In any case, ive spoken my peace about it lol
cheers, JJ

my point exactly. I mean come on, ya gotta be somewhere within reach of a thing before you think you’re gonna just whip it off
In reach of what? I think we have to be careful about imposing our arbitrary notions of what is “hard” before we actually go for it and try. We only think a five-string arpeggio is hard because we never had any idea how to do it. You can choose a “simpler” pattern, but how do we know that it’s really simpler? As an example, I never learned any of these arpeggio playing motions by playing a single note on a single string. It just was never intuitive for me. And yet we might say that’s the simplest thing you could play, right?
For me, winging it on the linear arpeggio patterns was how this started. It was the simplest because it felt like it was “easier” to move in a straight line across strings rather than jumping back and forth between strings on smaller patterns like a roll pattern. Again, I hate to use easy and hard but there you go, that was my impression at the time.
It may very well turn out that there is an ideal sequence to learning certain things but I don’t see how we can know that without actually testing on a group of people. And I still think that if we test this, we’re going to find that the “basket” approach works best, because it offers a variety of “feels” for the motion.

In reality I think the best way will turn out to the “basket of variety” way. Where you attempt all sorts of stuff until one of them clicks, or clicks partially.
I don’t disagree with this. But I think omitting simple licks during this phase would be a mistake.

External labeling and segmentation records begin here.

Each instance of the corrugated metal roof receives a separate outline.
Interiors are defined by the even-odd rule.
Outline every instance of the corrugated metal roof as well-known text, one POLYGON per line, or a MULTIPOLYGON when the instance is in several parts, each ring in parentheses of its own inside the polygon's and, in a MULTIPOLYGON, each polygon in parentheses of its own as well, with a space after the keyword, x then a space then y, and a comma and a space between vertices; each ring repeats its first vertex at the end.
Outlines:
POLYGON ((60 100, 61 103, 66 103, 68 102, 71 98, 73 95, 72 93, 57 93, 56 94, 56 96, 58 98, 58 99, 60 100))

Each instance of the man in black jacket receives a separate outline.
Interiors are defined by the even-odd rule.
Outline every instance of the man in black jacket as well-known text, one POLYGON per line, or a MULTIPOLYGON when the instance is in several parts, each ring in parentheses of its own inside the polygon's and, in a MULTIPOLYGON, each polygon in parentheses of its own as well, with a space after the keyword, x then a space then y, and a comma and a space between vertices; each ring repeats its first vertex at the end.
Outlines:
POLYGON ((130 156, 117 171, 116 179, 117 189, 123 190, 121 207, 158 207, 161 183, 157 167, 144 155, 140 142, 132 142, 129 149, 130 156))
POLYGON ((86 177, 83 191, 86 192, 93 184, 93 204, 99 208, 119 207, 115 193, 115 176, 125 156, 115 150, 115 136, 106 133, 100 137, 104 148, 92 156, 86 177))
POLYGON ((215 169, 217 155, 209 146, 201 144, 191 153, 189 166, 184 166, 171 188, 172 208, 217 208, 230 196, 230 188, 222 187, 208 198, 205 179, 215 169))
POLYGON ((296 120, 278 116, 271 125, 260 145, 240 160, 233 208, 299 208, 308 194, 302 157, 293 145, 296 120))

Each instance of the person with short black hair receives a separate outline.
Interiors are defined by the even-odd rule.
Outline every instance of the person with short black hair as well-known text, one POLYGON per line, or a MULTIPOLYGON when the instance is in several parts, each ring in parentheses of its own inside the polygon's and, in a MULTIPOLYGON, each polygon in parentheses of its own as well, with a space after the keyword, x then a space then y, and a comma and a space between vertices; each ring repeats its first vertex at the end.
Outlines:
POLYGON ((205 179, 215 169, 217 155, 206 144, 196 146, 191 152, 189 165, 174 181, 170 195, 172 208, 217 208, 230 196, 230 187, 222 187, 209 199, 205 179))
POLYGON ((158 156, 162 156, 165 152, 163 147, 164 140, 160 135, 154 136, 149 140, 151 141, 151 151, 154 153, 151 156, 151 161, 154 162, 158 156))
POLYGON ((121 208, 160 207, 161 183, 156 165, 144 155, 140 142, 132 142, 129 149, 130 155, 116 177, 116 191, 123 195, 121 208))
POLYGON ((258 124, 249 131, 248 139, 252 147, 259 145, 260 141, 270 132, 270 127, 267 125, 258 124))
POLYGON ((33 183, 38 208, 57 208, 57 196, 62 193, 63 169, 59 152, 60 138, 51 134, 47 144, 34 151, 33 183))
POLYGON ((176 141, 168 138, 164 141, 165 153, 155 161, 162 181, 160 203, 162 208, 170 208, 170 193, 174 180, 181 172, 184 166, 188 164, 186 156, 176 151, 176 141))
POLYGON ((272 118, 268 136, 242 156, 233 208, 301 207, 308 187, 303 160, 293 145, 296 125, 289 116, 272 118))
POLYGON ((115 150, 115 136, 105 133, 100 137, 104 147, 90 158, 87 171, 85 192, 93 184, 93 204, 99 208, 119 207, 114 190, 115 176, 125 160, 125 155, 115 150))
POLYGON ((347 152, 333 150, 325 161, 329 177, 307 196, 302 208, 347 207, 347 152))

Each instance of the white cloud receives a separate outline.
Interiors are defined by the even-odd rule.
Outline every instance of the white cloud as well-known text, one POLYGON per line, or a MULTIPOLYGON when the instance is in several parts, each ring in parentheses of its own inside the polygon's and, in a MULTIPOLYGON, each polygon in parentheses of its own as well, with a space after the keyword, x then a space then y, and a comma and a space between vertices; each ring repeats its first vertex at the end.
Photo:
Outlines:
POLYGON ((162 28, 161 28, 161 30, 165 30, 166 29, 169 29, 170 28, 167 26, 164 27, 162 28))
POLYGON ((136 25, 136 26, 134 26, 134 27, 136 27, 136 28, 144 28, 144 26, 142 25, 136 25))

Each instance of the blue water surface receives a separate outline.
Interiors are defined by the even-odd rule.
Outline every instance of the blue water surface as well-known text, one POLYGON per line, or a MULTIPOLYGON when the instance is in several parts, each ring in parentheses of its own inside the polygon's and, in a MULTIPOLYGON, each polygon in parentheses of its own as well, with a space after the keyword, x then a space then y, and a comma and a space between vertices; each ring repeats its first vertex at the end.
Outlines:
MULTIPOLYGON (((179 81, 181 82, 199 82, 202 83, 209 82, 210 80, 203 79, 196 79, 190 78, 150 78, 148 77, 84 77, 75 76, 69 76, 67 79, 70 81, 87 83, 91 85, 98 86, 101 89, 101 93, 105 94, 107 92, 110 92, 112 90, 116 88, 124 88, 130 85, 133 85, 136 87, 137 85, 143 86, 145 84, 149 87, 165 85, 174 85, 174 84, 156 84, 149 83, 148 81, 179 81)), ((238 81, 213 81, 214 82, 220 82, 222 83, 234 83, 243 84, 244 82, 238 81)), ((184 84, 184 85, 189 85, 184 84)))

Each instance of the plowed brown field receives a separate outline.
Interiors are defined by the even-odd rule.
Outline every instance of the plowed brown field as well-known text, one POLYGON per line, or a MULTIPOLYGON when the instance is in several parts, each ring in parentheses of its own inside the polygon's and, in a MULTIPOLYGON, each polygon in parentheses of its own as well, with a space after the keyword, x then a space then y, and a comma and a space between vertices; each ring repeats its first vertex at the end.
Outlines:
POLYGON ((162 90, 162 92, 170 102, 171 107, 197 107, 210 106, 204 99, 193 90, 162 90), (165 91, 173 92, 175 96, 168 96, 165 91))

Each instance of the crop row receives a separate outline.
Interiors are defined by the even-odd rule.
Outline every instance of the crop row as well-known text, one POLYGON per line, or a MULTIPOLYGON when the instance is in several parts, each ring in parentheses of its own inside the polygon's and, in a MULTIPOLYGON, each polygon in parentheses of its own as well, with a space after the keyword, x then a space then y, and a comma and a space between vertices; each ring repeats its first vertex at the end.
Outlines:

. But I think omitting simple licks during this phase would be a mistake.
Oh absolutely. I just think we have years and years of baggage of deciding somewhat arbitrarily what simple is, because lesson book after lesson book had things numbered and ordered. Beyond very broad categories, there are honestly lots of examples where I would not know how to categorize which lick is easier than another one. And even then I might turn out to be wrong. Some newbie out there will figure out something first that I didn’t get until years later, and vice versa.
Not to throw a monkey-wrench into all of this, but as important as it is to learn to do 1NPS alt-picking, and learning a nice double-escaped mechanic… I don’t want people here to think that its a perfect substitute for sweeping arps.
If I have 4 or more notes in a row (1nps), and I need to play them fast and at a constant tempo, I still will usually sweep them. It’s very tough to get the precise consistency of a sweep once you get up to around 170ish bpm using alt-picking.
It’s weird that I say that, in spite of the fact that I’ve pretty much abandon economy picking in every other aspect of guitar playing… but good ol straight fast 1nps arps, I still revert to good ol fashion sweeps.